Unwetter: Walliser Abwasser fliesst jetzt direkt in die Rhone
Das Wichtigste in Kürze
- Gewitter am Samstag und in der Nacht auf Sonntag haben zu Überschwemmungen geführt.
- Es gab mehrere Todesopfer und Vermisste.
- Mit dem Ticker von Nau.ch bleibst du auf dem Laufenden.
Schwere Unwetter am Samstag und in der Nacht auf Sonntag haben im Wallis und im Kanton Tessin für Überschwemmungen gesorgt.
Die neusten Ereignisse gibt es im Nau.ch-Ticker.

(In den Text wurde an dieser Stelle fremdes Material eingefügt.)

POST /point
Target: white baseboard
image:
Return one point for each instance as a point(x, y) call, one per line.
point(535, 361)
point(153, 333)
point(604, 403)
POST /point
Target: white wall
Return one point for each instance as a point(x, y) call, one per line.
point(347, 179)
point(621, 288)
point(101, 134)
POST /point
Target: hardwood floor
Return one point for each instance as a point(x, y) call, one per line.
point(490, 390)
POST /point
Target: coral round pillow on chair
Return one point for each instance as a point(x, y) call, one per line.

Die Entwicklungen vom Montag kannst du hier nachlesen.
18:45: Die jüngsten Unwetter haben im Wallis erhebliche Schäden angerichtet und dabei auch die Funktionstüchtigkeit mehrerer Kläranlagen (ARAs) beeinträchtigt. Eine erste Analyse der Situation durch die Walliser Dienststelle für Umwelt (DUW) zeigt ein düsteres Bild: Sieben ARAs in besonders betroffenen Gebieten konnten ihren Betrieb nicht wieder aufnehmen, wie «pomona.ch» berichtet
Zur Aufklärung der Öffentlichkeit hat die DUW eine spezielle Informationsseite eingerichtet. Hier wird über aktuelle Entwicklungen informiert und es wird an die Bevölkerung appelliert, keine synthetischen Substanzen in die Kanalisation zu leiten. Dies soll helfen, weitere Schäden an den Wasserläufen zu vermeiden.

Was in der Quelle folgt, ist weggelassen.